@electric-sql/d2mini
Version:
D2Mini is a minimal implementation of Differential Dataflow for performing in-memory incremental view maintenance.
237 lines • 10.9 kB
JavaScript
import { DifferenceStreamWriter, UnaryOperator, } from '../graph.js';
import { StreamBuilder } from '../d2.js';
import { MultiSet } from '../multiset.js';
import { Index } from '../indexes.js';
import { generateKeyBetween } from 'fractional-indexing';
import { binarySearch } from '../utils.js';
import { globalObjectIdGenerator } from '../utils.js';
/**
* Implementation of a topK data structure.

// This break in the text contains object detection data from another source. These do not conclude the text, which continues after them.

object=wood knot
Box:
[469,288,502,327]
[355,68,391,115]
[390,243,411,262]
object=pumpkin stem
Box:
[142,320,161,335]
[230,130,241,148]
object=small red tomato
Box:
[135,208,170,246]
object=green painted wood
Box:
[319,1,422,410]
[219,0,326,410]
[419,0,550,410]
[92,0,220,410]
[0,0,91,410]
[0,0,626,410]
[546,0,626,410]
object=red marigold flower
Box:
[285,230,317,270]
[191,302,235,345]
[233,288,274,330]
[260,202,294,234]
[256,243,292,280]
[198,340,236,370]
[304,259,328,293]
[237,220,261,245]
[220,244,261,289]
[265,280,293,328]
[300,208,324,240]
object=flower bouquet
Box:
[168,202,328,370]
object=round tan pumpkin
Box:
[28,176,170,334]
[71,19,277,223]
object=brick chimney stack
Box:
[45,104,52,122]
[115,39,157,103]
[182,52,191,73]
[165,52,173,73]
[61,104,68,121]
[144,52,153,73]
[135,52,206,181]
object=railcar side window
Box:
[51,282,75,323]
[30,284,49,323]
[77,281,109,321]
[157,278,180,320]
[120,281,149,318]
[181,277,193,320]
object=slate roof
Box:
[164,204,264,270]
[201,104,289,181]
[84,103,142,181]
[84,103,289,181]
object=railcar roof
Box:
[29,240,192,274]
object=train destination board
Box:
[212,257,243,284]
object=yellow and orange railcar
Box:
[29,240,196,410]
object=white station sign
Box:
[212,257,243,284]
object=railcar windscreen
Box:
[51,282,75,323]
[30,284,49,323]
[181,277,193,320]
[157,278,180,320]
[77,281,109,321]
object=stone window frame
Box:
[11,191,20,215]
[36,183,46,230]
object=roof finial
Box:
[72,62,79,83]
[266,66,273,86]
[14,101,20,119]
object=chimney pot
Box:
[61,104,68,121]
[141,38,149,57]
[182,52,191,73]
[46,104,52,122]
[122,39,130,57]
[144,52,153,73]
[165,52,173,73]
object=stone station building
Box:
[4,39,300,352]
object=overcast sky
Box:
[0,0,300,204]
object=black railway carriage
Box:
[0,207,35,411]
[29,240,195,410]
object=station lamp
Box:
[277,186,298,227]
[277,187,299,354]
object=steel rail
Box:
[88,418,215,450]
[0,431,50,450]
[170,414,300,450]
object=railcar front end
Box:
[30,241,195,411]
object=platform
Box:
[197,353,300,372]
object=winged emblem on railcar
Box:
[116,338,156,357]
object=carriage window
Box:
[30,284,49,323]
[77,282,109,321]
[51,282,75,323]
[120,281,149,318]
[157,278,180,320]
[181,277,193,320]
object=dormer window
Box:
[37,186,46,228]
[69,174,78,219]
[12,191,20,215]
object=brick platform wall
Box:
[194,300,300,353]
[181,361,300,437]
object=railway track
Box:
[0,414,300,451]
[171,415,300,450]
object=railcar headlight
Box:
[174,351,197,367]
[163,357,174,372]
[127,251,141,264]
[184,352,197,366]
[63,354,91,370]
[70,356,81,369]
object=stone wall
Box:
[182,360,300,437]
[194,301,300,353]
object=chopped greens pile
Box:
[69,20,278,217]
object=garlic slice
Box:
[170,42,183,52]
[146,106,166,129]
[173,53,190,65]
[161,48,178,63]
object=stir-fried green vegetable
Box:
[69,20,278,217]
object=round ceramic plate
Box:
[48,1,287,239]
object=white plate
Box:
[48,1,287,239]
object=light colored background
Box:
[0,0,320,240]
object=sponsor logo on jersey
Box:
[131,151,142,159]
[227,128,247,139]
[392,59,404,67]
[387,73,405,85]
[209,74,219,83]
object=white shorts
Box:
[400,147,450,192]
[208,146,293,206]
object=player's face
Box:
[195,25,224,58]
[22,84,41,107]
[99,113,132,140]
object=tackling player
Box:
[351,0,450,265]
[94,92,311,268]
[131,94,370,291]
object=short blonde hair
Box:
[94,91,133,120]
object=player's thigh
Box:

* Uses a sorted array internally to store the values and keeps a topK window over that array.
* Inserts and deletes are O(n) operations because worst case an element is inserted/deleted
* at the start of the array which causes all the elements to shift to the right/left.
*/
class TopKArray {
#sortedValues = [];
#comparator;
#topKStart;
#topKEnd;
constructor(offset, limit, comparator) {
this.#topKStart = offset;
this.#topKEnd = offset + limit;
this.#comparator = comparator;
}
insert(value) {
let result = { moveIn: null, moveOut: null };
// Lookup insert position
const index = this.#findIndex(value);
// Generate fractional index based on the fractional indices of the elements before and after it
const indexBefore = index === 0 ? null : getIndex(this.#sortedValues[index - 1]);
const indexAfter = index === this.#sortedValues.length
? null
: getIndex(this.#sortedValues[index]);
const fractionalIndex = generateKeyBetween(indexBefore, indexAfter);
// Insert the value at the correct position
const val = indexedValue(value, fractionalIndex);
// Splice is O(n) where n = all elements in the collection (i.e. n >= k) !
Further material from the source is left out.